RSDP : the Reproducible Software Distribution Protocol
In broad terms, most if not all software development follows a specific lifecycle :
- modify the source (change the code, update dependencies, add a build tool, ...)
- build it
- test it
- ship it
Given this model, discrepancies may arise when the build or test environments (which are controlled and maintained by the development team) are too different from the target environments (typically client machines, maintained by external entities). Those discrepancies can lead to many sorts of hard-to-detect bugs and vulnerabilities, when a dependency isn't found or worse, when it silently behaves differently than in the test environments.
A solution to these problems can be to impose stringent requirements on target environments, to bring them closer to a testing configuration. However, this forces developers to adhere to a strict dependency locking discipline, and increases the cost of supporting a variety of targets, which can be intractable for complex applications spanning multiple language ecosystems.
In this document, we present an approach to dealing with software builds that facilitates building and distribution of software packages, and answers to the following criteria :
-
seamless support for cross-platform builds, requiring little to no effort on the part of developers to handle building for any system, on any system (even building directly on client machines)
-
minimal to no administrative access needed to build or install software, leading to both more freedom and more security for end users
-
fully traceable dependencies, providing a full and exhaustive bill-of-material for free for any project
-
language- and tool-agnostic, allowing for arbitrarily complex combinations of tools and ecosystems to coexist
-
lightweight and minimal, so that reproducing a given environment require as few resources (data, compute, and network) as possible.

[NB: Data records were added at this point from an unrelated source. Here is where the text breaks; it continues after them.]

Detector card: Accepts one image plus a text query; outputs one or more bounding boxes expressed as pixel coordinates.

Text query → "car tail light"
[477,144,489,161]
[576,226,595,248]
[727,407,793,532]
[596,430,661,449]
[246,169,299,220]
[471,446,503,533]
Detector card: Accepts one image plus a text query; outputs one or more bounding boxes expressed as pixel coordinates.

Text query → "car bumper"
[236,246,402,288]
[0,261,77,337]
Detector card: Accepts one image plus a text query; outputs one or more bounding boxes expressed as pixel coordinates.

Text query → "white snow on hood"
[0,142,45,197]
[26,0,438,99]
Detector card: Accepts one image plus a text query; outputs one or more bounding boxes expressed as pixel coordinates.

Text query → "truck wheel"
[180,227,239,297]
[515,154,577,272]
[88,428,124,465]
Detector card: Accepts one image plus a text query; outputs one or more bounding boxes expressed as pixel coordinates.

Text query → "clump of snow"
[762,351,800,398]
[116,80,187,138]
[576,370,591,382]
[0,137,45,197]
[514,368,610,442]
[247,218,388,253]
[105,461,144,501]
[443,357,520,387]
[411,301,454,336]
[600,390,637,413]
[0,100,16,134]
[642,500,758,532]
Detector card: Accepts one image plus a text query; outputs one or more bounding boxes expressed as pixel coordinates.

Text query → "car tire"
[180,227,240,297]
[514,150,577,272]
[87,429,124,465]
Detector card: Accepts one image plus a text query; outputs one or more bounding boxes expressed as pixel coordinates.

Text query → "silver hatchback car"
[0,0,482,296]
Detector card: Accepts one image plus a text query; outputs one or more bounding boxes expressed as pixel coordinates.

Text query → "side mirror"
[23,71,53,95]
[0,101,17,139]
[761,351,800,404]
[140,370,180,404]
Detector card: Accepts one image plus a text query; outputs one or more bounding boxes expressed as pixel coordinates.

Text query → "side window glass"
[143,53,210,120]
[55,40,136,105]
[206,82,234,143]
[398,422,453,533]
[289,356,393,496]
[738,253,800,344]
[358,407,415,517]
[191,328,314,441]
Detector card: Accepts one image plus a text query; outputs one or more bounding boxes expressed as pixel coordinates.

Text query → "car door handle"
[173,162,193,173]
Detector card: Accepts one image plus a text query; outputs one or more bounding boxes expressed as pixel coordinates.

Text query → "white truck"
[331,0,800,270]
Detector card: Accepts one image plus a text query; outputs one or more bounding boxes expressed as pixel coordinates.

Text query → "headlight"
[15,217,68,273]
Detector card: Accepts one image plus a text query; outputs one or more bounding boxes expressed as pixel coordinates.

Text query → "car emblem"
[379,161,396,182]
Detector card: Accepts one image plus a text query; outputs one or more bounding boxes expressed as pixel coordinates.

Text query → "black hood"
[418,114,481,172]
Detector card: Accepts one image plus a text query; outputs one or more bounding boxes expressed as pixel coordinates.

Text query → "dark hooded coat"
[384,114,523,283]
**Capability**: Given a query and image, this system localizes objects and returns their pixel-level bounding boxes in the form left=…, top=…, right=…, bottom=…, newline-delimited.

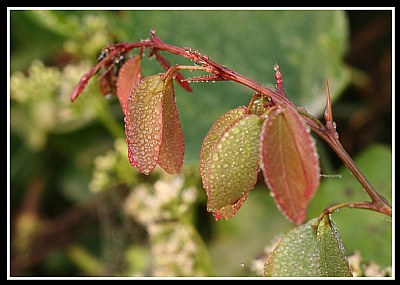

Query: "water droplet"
left=212, top=153, right=219, bottom=161
left=231, top=127, right=240, bottom=134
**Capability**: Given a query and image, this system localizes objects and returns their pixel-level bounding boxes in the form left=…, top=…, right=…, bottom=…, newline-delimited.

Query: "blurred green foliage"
left=9, top=9, right=391, bottom=277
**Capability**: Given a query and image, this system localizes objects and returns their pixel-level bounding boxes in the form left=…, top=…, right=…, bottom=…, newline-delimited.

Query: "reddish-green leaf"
left=200, top=107, right=247, bottom=196
left=260, top=104, right=320, bottom=225
left=116, top=55, right=142, bottom=114
left=125, top=74, right=164, bottom=175
left=202, top=113, right=261, bottom=220
left=157, top=76, right=185, bottom=175
left=124, top=73, right=185, bottom=175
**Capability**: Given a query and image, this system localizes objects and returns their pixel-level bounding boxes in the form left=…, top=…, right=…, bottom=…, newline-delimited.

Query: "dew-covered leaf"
left=260, top=104, right=320, bottom=225
left=125, top=74, right=164, bottom=175
left=264, top=216, right=352, bottom=277
left=200, top=107, right=247, bottom=196
left=264, top=218, right=320, bottom=277
left=317, top=214, right=353, bottom=277
left=116, top=55, right=142, bottom=114
left=204, top=114, right=262, bottom=220
left=157, top=76, right=185, bottom=175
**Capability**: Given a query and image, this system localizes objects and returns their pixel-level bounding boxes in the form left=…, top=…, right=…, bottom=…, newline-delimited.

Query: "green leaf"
left=264, top=218, right=320, bottom=277
left=260, top=104, right=320, bottom=225
left=264, top=216, right=352, bottom=277
left=317, top=215, right=353, bottom=277
left=200, top=107, right=246, bottom=195
left=203, top=114, right=262, bottom=220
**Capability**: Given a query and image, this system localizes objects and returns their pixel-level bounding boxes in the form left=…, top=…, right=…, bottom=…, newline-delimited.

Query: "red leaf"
left=98, top=70, right=117, bottom=98
left=260, top=105, right=320, bottom=225
left=157, top=76, right=185, bottom=175
left=116, top=55, right=142, bottom=114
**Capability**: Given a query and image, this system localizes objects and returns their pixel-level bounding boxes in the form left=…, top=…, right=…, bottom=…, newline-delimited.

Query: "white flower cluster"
left=89, top=138, right=138, bottom=193
left=123, top=175, right=210, bottom=276
left=124, top=175, right=196, bottom=225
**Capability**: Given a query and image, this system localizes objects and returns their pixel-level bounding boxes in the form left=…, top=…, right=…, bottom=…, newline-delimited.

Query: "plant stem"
left=319, top=129, right=392, bottom=217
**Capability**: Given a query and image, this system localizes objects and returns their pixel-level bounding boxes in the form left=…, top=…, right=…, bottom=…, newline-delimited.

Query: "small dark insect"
left=98, top=53, right=126, bottom=98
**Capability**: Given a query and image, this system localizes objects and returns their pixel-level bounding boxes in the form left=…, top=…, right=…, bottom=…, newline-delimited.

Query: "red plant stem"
left=314, top=128, right=392, bottom=217
left=103, top=34, right=297, bottom=108
left=77, top=32, right=392, bottom=218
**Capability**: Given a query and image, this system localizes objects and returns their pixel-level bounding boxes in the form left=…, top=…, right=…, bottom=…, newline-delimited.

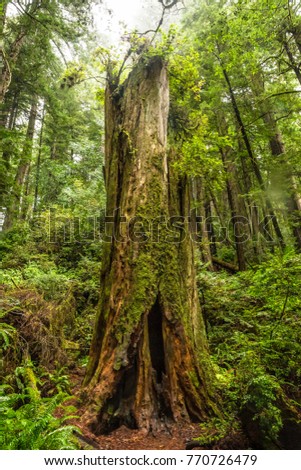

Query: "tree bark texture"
left=84, top=57, right=215, bottom=434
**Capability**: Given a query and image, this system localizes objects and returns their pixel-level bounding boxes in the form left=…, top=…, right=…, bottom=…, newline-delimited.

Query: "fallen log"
left=212, top=257, right=239, bottom=273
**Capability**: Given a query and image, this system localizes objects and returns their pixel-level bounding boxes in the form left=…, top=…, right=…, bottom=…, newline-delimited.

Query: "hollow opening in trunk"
left=93, top=358, right=139, bottom=435
left=148, top=296, right=166, bottom=384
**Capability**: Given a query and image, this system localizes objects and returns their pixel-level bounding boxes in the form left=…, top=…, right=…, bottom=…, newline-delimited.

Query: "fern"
left=0, top=387, right=79, bottom=450
left=0, top=311, right=16, bottom=351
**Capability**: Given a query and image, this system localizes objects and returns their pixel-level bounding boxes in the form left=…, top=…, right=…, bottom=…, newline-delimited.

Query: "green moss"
left=114, top=251, right=158, bottom=346
left=188, top=370, right=201, bottom=389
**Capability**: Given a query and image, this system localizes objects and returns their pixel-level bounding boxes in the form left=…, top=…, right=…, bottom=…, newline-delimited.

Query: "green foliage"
left=40, top=366, right=72, bottom=396
left=198, top=250, right=301, bottom=446
left=0, top=312, right=16, bottom=352
left=2, top=0, right=301, bottom=450
left=197, top=417, right=240, bottom=446
left=0, top=388, right=78, bottom=450
left=238, top=361, right=283, bottom=443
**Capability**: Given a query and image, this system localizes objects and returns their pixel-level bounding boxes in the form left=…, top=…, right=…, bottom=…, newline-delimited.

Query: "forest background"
left=0, top=0, right=301, bottom=450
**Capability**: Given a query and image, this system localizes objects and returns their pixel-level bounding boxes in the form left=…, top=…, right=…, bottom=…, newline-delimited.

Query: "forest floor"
left=69, top=367, right=201, bottom=450
left=78, top=424, right=200, bottom=450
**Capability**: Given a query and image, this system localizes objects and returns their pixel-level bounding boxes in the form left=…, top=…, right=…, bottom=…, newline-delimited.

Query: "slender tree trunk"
left=83, top=57, right=215, bottom=434
left=204, top=197, right=218, bottom=257
left=0, top=30, right=26, bottom=108
left=0, top=0, right=8, bottom=110
left=0, top=91, right=20, bottom=208
left=235, top=129, right=262, bottom=256
left=7, top=90, right=19, bottom=130
left=220, top=147, right=247, bottom=271
left=218, top=55, right=285, bottom=248
left=191, top=177, right=214, bottom=270
left=33, top=103, right=45, bottom=213
left=3, top=96, right=38, bottom=229
left=20, top=164, right=31, bottom=220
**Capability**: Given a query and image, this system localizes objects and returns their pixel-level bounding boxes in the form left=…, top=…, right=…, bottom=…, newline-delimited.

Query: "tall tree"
left=84, top=56, right=215, bottom=433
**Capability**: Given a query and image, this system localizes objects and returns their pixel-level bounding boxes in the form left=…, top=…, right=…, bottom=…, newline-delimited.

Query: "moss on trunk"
left=84, top=56, right=216, bottom=434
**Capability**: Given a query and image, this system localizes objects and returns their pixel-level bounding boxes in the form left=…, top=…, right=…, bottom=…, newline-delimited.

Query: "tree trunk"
left=33, top=103, right=45, bottom=213
left=3, top=96, right=38, bottom=229
left=204, top=196, right=218, bottom=258
left=191, top=177, right=214, bottom=270
left=0, top=91, right=20, bottom=209
left=218, top=56, right=285, bottom=248
left=7, top=90, right=19, bottom=130
left=220, top=147, right=247, bottom=271
left=83, top=57, right=215, bottom=434
left=0, top=30, right=27, bottom=108
left=236, top=130, right=262, bottom=257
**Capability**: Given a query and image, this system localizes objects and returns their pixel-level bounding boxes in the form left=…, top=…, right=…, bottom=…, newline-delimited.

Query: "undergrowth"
left=1, top=222, right=301, bottom=449
left=0, top=223, right=100, bottom=449
left=0, top=387, right=78, bottom=450
left=197, top=249, right=301, bottom=448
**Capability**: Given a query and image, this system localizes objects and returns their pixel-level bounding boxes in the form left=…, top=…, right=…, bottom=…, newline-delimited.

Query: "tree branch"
left=158, top=0, right=178, bottom=9
left=263, top=90, right=301, bottom=100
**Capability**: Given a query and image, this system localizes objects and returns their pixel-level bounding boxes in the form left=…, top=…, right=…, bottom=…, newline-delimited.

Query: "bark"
left=33, top=103, right=45, bottom=213
left=83, top=57, right=215, bottom=434
left=204, top=197, right=218, bottom=257
left=218, top=56, right=285, bottom=248
left=0, top=30, right=27, bottom=107
left=211, top=257, right=239, bottom=273
left=191, top=177, right=214, bottom=270
left=220, top=147, right=247, bottom=271
left=0, top=91, right=20, bottom=209
left=3, top=96, right=38, bottom=229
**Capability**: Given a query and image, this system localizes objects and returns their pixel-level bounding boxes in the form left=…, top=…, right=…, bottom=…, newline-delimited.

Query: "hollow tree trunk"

Also, eco-friendly
-
no implicit configuration or central authority, to enable a truly universal and decentralized workflow
Concepts and keywords
In order to achieve all the goals listed above, we first need to agree on a precise vocabulary to correctly describe the processes that are involved.
In order to distribute software to a given machine, we need to know three things :
- on what system should the software run
- where to find the software if it is installed (and thus, where to install it)
- how to build the software if it isn't
Note that there is no mention of the system on which the build takes place. This isn't an omission. Once the software is deployed on a target, there should be no difference whether it was built on a system or another.
In reality, there will be situations where a given package can only be built on a select number of platforms. In those cases, the build tools will simply not be available on other platforms, leading to clear errors when trying to fetch them. In such complex setups, it will also be possible to dispatch build tasks on machines that can handle them when necessary.
Regardless, we only need those three informations to completely describe a given package. The most central information is how to build the software, which we call a plan.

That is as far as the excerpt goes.